Entre les vidéos sur sur sa chaîne YouTube Ta Mère Nature, l'écriture d'un livre de tutoriels et un projet de pépinière de quartier, elle veut transmettre l'envie de cultiver en ville. "Les gens prennent plus conscience aujourd'hui de l'importance de la souveraineté alimentaire, et à mon échelle, je veux donner des conseils à ceux qui n'ont pas de jardin. Évidemment, quand on a un balcon, on ne peut pas subvenir à ses besoins à 100 % mais dernièrement, j'ai quand même réussi à faire pousser des endives dans mon placard !"

Christophe : "Retrouver le temps de faire un jardin"

Christophe, 52 ans, est éleveur laitier dans le Doubs. Le confinement n'a pas bouleversé la vie à la ferme, loin de là. En temps normal, lui comme sa femme restent souvent deux semaines sans avoir besoin de rejoindre la ville. Ils attendent surtout de pouvoir retourner voir leur famille en Normandie.

Mais, même au quotidien, pouvoir se déplacer sans se poser de question commence à lui manquer : "Nous qui ne sortions déjà jamais, ça nous empêche encore plus. Revenir comme avant, simplement aller à la piscine ou au cinéma, ça va être compliqué. C'est quand tu es bloqué comme ça que tu apprécies les choses et que tu vois que tu étais bien. Combien de temps ça va durer ? Ou alors, il faut attendre de construire une piscine dans le jardin !", plaisante-t-il.
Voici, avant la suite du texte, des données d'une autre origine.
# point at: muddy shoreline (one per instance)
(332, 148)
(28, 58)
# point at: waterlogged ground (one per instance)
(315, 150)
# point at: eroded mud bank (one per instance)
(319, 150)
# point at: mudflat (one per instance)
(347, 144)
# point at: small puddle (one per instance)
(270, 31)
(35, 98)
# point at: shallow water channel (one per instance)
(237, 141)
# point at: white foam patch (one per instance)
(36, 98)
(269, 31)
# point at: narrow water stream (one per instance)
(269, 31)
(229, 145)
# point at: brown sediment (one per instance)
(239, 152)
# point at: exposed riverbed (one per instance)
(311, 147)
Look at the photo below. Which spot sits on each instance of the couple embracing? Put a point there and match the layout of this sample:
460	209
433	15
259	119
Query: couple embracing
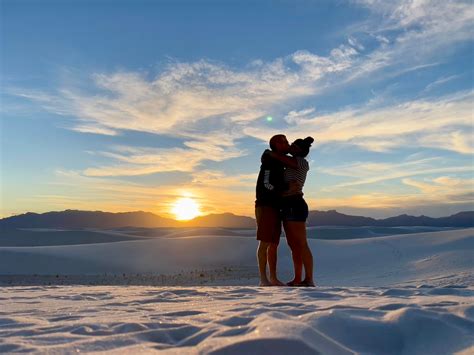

Cette année devait déjà être particulière. Le couple avait entamé les démarches pour vendre l'exploitation, à cause de la charge de travail, du prix du lait trop bas et des charges qui ont doublé au fil des années. La crise actuelle renforce leur décision. "Un petit veau qui valait 150 euros avant, l'acheteur m'a dit "il y a le covid-19" et l'a payé 80 euros, illustre Christophe. Avec des coups comme ça tu te dis que c'est peut-être mieux d'avoir choisi de changer de vie."

Sa nouvelle carrière n'est pas arrêtée, mais une chose est sûre, elle lui laissera un peu de temps libre. De quoi pouvoir rénover la maison et surtout de pouvoir s'occuper d'un potager :"J'ai connu ça gamin. Quand on avait trop de boulot, on se disait, on ne va pas s'embêter avec trois poules et quatre lapins, ça ne sert à rien. Mais comme on aura le temps, je le vois autrement, ça redonne envie." Une façon de retrouver un peu d'autonomie et de garder le lien à la terre, même sans pouvoir en vivre.